Perché le risorse sono limitate.
Certo, quando non sono sufficienti per tutti e te le contendi con gli altri devi ingegnarti, usare l’intelligenza, fuggire le tentazioni egoistiche.
Insomma, la prova è stata superata.
Sì, è stata usata l’intelligenza, sono state abilmente miscelati gli ammortizzatori sociali con politiche attive e passive.
E agli altri livelli?
Forse a quello interconfederale non è stato fatto tutto quello che era possibile per passare questi anni difficili.
Cosa è mancato?
Non vorrei essere ingeneroso. Sono state fatte cose utili e intelligenti, c’è stata una grande attenzione. Basta pensare all’accordo del 2009 per la contrattazione e la rappresentanza, abbiamo costruito un sistema completo di relazioni industriali.
Si poteva fare qualcosa di più?
Sì, per la politica industriale. Qui forse qualcosa è mancato. Come parti sociali dovevamo riuscire ad avere un confronto più stabile sui questi temi. Dovevamo riuscire a mettere in fila le cose che accadevano, guadare più in là. Abbiamo seguito tutte le aziende che, alle prese con le loro crisi, approdavano al ministero dello Sviluppo o al ministero del Welfare. Ma non abbiamo mai davvero fatto una sintesi. Abbiamo fatto tante fotografie, è mancato un film.
Una colpa grave?
Non è questione di colpa, è mancato un ragionamento diverso. Noi e i sindacati c’eravamo sempre, ma non abbiamo fatto il salto che invece era necessario. Non abbiamo sfruttato fino in fondo l’opportunità che la crisi ci offriva.
Ma non doveva essere il governo a offrire un ragionamento in più, a fare politica industriale?
Sì, ma anche noi dovevamo esprimere qualcosa in più, trovare una strategia.
Il rapporto con i sindacati ha funzionato?
In tanti settori i rinnovi contrattuali hanno funzionato, le intese sono state raggiunte in tempi brevi. In altri, e mi riferisco soprattutto ai metalmeccanici, questo non c’è stato. Anche se con Fim e Uilm abbiamo avuto relazioni molto positive, la Fiom è stata un’anomalia.
L’accordo di fine giugno, che adesso avete firmato tutti, può aprire una nuova stagione di relazioni industriali?
Sicuramente sì. Con questo accordo abbiamo messo in agenda temi centrali come la contrattazione e la rappresentanza. Almeno potenzialmente si apre una nuova stagione, la sfida è riempire di contenuti queste scatole.
Compito difficile?
Ci si deve impegnare. Sono regole facili, semplici, come quella per cui si vota e vince chi ha la maggioranza.

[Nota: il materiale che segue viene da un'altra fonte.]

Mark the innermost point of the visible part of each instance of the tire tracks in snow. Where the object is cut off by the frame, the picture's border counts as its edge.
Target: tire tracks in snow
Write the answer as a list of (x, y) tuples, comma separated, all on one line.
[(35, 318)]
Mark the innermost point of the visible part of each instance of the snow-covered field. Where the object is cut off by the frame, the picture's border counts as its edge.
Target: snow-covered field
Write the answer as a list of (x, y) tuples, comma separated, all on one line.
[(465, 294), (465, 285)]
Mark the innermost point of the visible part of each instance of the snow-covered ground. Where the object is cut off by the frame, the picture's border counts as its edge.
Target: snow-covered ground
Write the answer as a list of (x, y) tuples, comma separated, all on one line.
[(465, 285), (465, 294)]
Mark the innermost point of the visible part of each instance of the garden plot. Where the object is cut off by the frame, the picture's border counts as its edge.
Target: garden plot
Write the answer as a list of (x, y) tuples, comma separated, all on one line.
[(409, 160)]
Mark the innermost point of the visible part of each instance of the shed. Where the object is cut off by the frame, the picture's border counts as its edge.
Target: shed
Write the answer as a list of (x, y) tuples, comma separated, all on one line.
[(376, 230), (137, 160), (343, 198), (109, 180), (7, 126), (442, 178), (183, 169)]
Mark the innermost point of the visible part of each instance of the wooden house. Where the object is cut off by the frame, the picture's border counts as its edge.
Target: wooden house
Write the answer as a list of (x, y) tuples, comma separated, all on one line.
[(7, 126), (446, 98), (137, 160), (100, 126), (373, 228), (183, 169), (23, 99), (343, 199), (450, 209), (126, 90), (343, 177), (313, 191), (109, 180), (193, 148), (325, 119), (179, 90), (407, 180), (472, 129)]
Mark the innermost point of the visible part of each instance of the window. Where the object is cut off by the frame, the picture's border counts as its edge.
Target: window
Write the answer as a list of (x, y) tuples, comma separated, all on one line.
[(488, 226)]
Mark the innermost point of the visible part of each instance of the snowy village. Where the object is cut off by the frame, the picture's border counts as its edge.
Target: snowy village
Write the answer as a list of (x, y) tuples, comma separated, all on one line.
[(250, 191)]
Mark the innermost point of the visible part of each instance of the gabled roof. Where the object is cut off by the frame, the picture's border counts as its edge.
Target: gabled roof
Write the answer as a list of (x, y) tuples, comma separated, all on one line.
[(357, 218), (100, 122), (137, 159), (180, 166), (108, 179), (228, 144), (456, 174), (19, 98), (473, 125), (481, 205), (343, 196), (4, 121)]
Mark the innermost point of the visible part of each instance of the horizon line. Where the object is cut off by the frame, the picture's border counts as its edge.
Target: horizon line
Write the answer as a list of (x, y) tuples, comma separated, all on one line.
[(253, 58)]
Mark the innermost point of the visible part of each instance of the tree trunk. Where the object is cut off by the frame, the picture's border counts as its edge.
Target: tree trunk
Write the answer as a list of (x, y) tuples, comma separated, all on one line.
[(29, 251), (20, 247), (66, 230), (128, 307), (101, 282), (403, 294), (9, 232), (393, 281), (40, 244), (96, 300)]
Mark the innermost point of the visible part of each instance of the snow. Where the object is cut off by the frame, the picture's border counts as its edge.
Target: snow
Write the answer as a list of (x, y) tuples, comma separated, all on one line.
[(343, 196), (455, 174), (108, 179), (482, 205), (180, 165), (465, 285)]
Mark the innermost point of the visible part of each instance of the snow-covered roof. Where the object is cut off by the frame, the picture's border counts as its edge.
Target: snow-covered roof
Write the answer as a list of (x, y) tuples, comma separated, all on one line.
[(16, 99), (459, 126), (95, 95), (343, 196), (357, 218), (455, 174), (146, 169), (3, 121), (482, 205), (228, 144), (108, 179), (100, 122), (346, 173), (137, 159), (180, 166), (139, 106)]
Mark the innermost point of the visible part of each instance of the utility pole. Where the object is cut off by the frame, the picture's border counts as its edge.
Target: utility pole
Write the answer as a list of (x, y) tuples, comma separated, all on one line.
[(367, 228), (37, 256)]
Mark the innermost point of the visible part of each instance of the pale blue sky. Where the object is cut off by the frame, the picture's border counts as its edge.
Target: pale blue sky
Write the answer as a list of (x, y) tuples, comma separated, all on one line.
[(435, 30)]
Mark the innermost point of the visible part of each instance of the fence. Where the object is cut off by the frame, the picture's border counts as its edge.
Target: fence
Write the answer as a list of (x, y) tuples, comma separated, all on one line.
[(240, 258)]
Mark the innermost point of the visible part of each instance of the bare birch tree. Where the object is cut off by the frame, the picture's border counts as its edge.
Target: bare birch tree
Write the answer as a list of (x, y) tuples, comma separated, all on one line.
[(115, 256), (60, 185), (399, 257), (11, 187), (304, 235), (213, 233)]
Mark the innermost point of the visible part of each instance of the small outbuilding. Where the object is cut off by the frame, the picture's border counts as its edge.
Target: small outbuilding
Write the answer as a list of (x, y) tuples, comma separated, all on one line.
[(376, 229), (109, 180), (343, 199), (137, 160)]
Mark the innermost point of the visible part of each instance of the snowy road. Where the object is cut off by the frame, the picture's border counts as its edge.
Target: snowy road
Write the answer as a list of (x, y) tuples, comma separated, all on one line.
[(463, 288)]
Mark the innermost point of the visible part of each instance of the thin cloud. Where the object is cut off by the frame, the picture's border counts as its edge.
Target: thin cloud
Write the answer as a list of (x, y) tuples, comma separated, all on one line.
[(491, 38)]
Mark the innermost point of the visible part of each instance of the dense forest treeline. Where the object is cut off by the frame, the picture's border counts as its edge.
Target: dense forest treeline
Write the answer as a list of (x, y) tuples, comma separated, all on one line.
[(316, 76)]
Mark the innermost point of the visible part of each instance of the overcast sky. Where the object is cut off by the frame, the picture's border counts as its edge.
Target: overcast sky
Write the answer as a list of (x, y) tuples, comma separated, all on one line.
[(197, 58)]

Poi ci sono gli accordi modificativi, che aprono uno spazio di flessibilità alla contrattazione aziendale, ma in maniera ordinata. L’intesa sostanzialmente dice di no alla giungla, lasciando però spazio alla contrattazione aziendale per aggiustare meglio le regole generali a certe realtà, sempre per avere incrementi di produttività. Mi sembra la direzione giusta. La Cgil innegabilmente ha fatto dei grandi passi, adesso il sistema di relazioni industriali ha una sua sistematicità.
Il pericolo paventato da qualcuno era per il futuro della contrattazione nazionale.
Noi parliamo di contratto leggero, ma il nazionale mantiene tutta la sua rilevanza e centralità. Deve però lasciare spazio alle intese aziendali, perché è solo in quella sede che può realizzarsi l’auspicato scambio per una maggiore produttività.
L’articolo 8 del decreto legge sulla manovra vi ha complicato le cose?
Al netto del tema della retroattività, per cui mi sembra sia stata trovata una soluzione positiva, l’altro principio di quell’articolo è stato quello dell’erga omnes degli accordi aziendali. Ma questo è il fondamento dell’accordo di giugno. Aggiungerei solo che se il legislatore fa proprio questo ragionamento, deve poi essere coerente fino in fondo, lasciare spazio alle parti sociali.